Конструкция vs реконструкция
«Казнь» начинается с того, что следователю Исе Давыдову в день повышения по службе докладывают об убийстве. Почерк преступника напоминает маньяка, поимкой которого Давыдов занимался с 1978-го по 1991 год. Жертва выжила, опергруппа по горячим следам ловит преступника. Фильм состоит из допроса, на котором Иса выбивает из Валиты (так зовут подозреваемого, в котором без труда угадывается образ Чикатило) признание. Допрос идет в 1991-м, за несколько дней или месяцев до распада СССР, о ходе расследования рассказывают флешбэки. Время действия, разумеется, выбрано не случайно: «Казнь» — это хронологический конструктор, где с течением экранного времени зрителю выдаются все новые и новые подробности дела, а белые цифры, обозначающие время действия той или иной сцены, пляшут в диапазоне от 1978-го до 1991-го и обратно, так что разобраться, что за чем происходило, довольно-таки трудно.
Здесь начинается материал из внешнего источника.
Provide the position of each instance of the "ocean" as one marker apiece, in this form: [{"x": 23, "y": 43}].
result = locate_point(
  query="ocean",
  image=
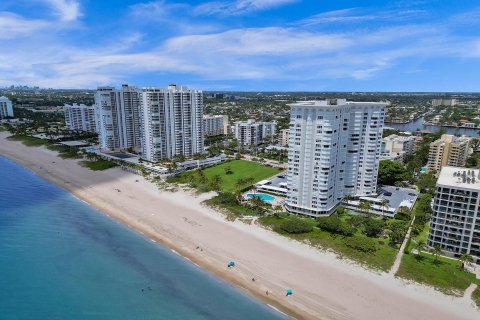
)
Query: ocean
[{"x": 62, "y": 259}]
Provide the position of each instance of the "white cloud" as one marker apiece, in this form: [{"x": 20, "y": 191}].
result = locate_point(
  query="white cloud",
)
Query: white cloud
[
  {"x": 239, "y": 7},
  {"x": 354, "y": 15},
  {"x": 13, "y": 25},
  {"x": 155, "y": 10},
  {"x": 67, "y": 10}
]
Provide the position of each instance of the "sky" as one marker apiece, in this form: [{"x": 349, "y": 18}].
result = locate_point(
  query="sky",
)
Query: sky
[{"x": 243, "y": 45}]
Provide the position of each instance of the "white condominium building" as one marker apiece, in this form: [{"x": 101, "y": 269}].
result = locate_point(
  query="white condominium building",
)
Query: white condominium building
[
  {"x": 215, "y": 125},
  {"x": 455, "y": 221},
  {"x": 118, "y": 121},
  {"x": 6, "y": 109},
  {"x": 333, "y": 151},
  {"x": 284, "y": 137},
  {"x": 172, "y": 122},
  {"x": 449, "y": 150},
  {"x": 80, "y": 117},
  {"x": 444, "y": 102},
  {"x": 251, "y": 133},
  {"x": 396, "y": 147}
]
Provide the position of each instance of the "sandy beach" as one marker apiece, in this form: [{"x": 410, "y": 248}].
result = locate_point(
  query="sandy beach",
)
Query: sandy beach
[{"x": 324, "y": 286}]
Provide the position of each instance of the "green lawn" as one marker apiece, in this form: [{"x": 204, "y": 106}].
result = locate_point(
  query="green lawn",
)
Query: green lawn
[
  {"x": 241, "y": 169},
  {"x": 476, "y": 295},
  {"x": 98, "y": 165},
  {"x": 423, "y": 236},
  {"x": 444, "y": 275},
  {"x": 382, "y": 259},
  {"x": 30, "y": 141}
]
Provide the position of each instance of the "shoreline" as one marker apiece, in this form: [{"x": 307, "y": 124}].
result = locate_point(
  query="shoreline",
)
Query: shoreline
[
  {"x": 325, "y": 287},
  {"x": 219, "y": 273}
]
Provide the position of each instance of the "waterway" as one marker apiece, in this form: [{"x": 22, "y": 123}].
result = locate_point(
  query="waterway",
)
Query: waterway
[{"x": 418, "y": 125}]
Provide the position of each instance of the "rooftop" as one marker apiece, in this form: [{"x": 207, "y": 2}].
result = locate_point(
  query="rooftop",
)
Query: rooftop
[
  {"x": 333, "y": 102},
  {"x": 396, "y": 196},
  {"x": 459, "y": 177}
]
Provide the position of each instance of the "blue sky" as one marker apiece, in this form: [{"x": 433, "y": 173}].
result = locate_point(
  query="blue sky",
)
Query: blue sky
[{"x": 253, "y": 45}]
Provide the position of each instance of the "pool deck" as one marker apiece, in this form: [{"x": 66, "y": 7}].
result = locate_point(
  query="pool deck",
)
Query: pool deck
[{"x": 277, "y": 200}]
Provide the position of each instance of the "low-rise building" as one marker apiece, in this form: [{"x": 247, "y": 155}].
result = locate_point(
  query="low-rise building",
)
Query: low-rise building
[
  {"x": 455, "y": 221},
  {"x": 251, "y": 133},
  {"x": 284, "y": 137},
  {"x": 214, "y": 125},
  {"x": 396, "y": 147},
  {"x": 444, "y": 102},
  {"x": 6, "y": 108},
  {"x": 80, "y": 117},
  {"x": 449, "y": 150}
]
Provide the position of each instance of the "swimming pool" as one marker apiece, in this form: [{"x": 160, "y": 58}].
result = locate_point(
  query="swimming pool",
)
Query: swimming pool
[{"x": 263, "y": 196}]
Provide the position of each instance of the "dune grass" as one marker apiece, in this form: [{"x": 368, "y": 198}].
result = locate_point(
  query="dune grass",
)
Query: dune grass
[
  {"x": 98, "y": 165},
  {"x": 240, "y": 169},
  {"x": 30, "y": 141},
  {"x": 476, "y": 295},
  {"x": 443, "y": 274},
  {"x": 382, "y": 259}
]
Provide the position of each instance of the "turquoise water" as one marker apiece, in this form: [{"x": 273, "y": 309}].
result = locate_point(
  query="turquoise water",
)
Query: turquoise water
[
  {"x": 263, "y": 196},
  {"x": 61, "y": 259}
]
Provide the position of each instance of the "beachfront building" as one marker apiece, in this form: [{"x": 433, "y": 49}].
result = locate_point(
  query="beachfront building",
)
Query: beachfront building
[
  {"x": 444, "y": 102},
  {"x": 172, "y": 122},
  {"x": 6, "y": 108},
  {"x": 397, "y": 148},
  {"x": 449, "y": 150},
  {"x": 284, "y": 137},
  {"x": 80, "y": 117},
  {"x": 455, "y": 221},
  {"x": 334, "y": 148},
  {"x": 214, "y": 125},
  {"x": 117, "y": 115},
  {"x": 251, "y": 133}
]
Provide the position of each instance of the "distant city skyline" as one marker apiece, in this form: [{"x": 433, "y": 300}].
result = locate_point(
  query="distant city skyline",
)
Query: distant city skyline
[{"x": 243, "y": 45}]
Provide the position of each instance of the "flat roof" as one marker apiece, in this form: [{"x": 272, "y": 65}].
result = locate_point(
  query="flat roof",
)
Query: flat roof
[
  {"x": 334, "y": 103},
  {"x": 74, "y": 143},
  {"x": 453, "y": 177}
]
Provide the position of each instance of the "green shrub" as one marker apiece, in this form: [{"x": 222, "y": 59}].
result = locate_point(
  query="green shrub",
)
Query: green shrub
[
  {"x": 335, "y": 225},
  {"x": 296, "y": 226},
  {"x": 361, "y": 243},
  {"x": 373, "y": 227},
  {"x": 355, "y": 221}
]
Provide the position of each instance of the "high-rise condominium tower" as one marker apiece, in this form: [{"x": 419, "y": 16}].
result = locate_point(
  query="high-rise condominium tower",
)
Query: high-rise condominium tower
[
  {"x": 118, "y": 121},
  {"x": 334, "y": 149},
  {"x": 449, "y": 150},
  {"x": 172, "y": 122},
  {"x": 6, "y": 109},
  {"x": 455, "y": 221},
  {"x": 80, "y": 117}
]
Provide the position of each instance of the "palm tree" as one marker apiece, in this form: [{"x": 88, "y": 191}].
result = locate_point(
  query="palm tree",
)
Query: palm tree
[
  {"x": 436, "y": 251},
  {"x": 257, "y": 204},
  {"x": 384, "y": 204},
  {"x": 421, "y": 246},
  {"x": 365, "y": 207},
  {"x": 466, "y": 259},
  {"x": 239, "y": 183},
  {"x": 347, "y": 198},
  {"x": 404, "y": 211}
]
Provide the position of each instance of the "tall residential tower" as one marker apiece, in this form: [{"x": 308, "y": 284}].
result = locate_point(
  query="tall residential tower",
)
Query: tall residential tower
[
  {"x": 334, "y": 147},
  {"x": 118, "y": 118},
  {"x": 6, "y": 109},
  {"x": 172, "y": 122},
  {"x": 80, "y": 117}
]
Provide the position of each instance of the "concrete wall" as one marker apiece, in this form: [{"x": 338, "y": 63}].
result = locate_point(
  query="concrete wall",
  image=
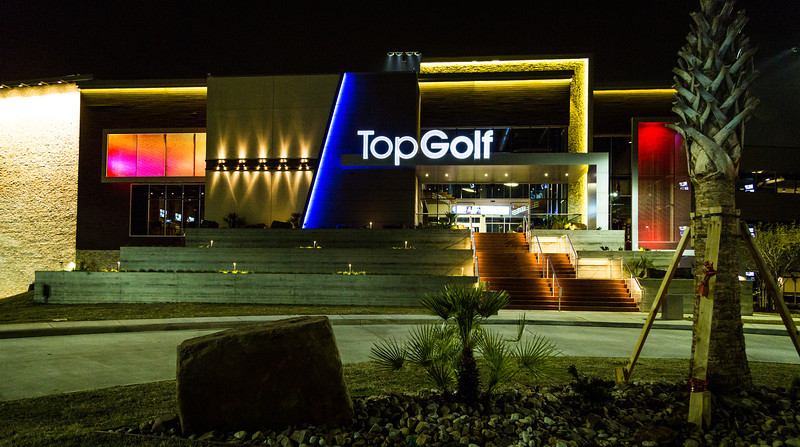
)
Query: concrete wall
[
  {"x": 328, "y": 238},
  {"x": 262, "y": 288},
  {"x": 683, "y": 289},
  {"x": 299, "y": 260},
  {"x": 583, "y": 239},
  {"x": 268, "y": 117},
  {"x": 39, "y": 128}
]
В интервью режиссер говорит, что запутывал намеренно: ему хотелось чуть ли не в интерактивном режиме подключить зрителя к расследованию, дать найти улики, позволить перебирать подозреваемых, идти по ложным следам.
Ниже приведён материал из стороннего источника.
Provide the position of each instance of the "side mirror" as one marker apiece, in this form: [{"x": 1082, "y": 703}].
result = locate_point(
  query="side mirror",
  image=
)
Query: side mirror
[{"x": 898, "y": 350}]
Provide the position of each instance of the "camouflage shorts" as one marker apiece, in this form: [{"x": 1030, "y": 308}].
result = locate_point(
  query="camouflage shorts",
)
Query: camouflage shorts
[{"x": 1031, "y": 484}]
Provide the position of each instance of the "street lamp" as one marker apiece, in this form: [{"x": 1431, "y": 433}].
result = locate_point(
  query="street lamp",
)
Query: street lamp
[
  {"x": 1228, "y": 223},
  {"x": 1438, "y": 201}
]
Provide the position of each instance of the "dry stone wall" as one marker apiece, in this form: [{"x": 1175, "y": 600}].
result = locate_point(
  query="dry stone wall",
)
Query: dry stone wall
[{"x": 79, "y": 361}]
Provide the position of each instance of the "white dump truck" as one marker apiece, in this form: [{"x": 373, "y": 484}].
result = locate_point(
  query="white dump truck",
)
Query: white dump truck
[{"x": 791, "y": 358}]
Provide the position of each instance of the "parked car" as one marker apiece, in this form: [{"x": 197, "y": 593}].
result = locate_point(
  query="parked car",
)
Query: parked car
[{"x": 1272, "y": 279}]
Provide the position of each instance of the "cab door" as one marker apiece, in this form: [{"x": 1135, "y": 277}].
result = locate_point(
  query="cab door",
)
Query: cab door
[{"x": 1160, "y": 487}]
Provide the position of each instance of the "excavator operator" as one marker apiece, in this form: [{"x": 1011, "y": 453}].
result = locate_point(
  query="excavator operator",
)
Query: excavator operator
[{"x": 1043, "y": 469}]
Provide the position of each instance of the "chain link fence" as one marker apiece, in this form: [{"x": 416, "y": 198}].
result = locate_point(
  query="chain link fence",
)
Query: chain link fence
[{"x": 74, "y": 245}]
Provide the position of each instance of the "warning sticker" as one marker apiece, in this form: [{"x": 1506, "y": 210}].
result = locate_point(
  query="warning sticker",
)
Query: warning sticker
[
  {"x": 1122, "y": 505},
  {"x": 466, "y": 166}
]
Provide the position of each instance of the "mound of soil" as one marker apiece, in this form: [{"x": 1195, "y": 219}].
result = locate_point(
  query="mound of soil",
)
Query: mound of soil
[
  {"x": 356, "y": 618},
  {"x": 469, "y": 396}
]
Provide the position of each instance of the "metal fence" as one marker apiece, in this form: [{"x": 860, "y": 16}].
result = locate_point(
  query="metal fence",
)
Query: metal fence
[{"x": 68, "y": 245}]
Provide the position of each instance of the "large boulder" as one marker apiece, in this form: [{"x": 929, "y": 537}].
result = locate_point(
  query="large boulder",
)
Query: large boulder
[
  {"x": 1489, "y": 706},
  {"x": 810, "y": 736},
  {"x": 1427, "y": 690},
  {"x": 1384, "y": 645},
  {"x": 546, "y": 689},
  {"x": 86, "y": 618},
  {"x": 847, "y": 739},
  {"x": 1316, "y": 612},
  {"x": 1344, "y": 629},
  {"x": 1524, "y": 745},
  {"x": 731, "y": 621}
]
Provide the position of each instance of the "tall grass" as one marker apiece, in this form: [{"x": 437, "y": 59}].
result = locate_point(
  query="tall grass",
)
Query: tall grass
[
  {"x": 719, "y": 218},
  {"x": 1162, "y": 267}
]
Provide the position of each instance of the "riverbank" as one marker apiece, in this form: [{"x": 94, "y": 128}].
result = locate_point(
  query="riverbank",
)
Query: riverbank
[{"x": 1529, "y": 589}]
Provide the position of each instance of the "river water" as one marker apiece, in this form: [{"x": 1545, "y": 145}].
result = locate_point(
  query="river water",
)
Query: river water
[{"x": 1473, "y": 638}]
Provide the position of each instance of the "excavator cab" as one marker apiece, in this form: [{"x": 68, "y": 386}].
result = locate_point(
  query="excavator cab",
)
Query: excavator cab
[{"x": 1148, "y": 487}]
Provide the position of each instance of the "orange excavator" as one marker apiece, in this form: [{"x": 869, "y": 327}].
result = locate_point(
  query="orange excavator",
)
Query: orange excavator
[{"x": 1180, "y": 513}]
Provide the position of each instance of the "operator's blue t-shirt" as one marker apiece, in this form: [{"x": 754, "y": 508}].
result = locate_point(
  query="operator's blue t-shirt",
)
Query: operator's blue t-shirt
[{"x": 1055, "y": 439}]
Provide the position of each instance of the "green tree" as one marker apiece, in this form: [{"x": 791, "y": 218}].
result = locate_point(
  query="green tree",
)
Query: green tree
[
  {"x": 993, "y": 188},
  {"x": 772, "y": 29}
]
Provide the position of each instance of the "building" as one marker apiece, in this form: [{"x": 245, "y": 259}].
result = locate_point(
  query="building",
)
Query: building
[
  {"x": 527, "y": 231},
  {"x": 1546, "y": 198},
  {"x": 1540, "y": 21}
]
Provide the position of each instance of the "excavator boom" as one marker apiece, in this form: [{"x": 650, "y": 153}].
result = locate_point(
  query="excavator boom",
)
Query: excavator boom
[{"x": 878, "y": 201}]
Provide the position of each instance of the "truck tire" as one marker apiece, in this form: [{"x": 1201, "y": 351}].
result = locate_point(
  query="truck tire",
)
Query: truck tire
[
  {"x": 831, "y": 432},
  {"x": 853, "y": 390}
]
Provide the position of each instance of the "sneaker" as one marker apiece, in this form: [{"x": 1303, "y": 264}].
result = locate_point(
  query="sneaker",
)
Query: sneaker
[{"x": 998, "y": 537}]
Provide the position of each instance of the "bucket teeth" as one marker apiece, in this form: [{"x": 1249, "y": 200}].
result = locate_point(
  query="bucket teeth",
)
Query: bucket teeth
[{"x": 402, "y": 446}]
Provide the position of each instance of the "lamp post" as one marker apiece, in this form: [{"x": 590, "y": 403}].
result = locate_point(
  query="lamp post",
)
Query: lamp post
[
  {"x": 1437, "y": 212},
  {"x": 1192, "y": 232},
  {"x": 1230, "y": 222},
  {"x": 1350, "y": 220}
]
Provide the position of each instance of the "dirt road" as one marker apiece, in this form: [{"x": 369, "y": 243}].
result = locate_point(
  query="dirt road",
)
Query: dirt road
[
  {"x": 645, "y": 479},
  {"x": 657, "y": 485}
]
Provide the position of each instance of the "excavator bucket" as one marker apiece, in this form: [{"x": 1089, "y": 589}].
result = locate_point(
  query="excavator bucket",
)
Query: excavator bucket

В основании всей этой довольно сложно устроенной, разветвленной системы фейков лежит ресентимент
Формально хронологическая рамка фильма совпадает не только с реальной хронологией убийств, совершенных настоящим Чикатило, и его разоблачением, но и с последним историческим этапом существования Советского Союза. Это поздний застой, который принято отсчитывать с ввода советских войск в Афганистан в 1979 году, и перестройка, которая закончилась в 1991 году распадом СССР. Где-то в середине фильма действие прыгает в 1986 год: Иса со своим напарником Севастьяновым попадают в психиатрическую лечебницу, где знакомятся с «профайлером» Григорьевой, типичной героиней американских триллеров. Григорьева предлагает попробовать экспериментальный для СССР метод поимки преступника: нарисовать его перспективный портрет по описанию преступлений. Она же знакомит героев с одним из своих подопечных по имени Мирон. Вот как она описывает его заболевание: «Преступники отражают новые реалии, в которых мы живем. Мирон — это выдающийся пациент. У него отсутствует своя личность, и он все время, так сказать, в поиске себя находит жертву, знакомится с ней поближе, и, если жертва ему интересна, он проникается ей и становится ею. Он попал к нам из больницы, где работал в карете „скорой помощи“. Не будучи врачом, он успешно реанимировал людей. Он убил соседа по комнате и забрал его личность. А для укоренения его личности окружил себя его вещами, прочитал учебники по медицине. Его разоблачила сестра покойного: стала бить, сломала Мирону руку, и он от болевого шока вышел из образа. Полгода человек проработал в карете „скорой помощи“ — никто из коллег не заметил подмены. Вот вам наши новые реалии».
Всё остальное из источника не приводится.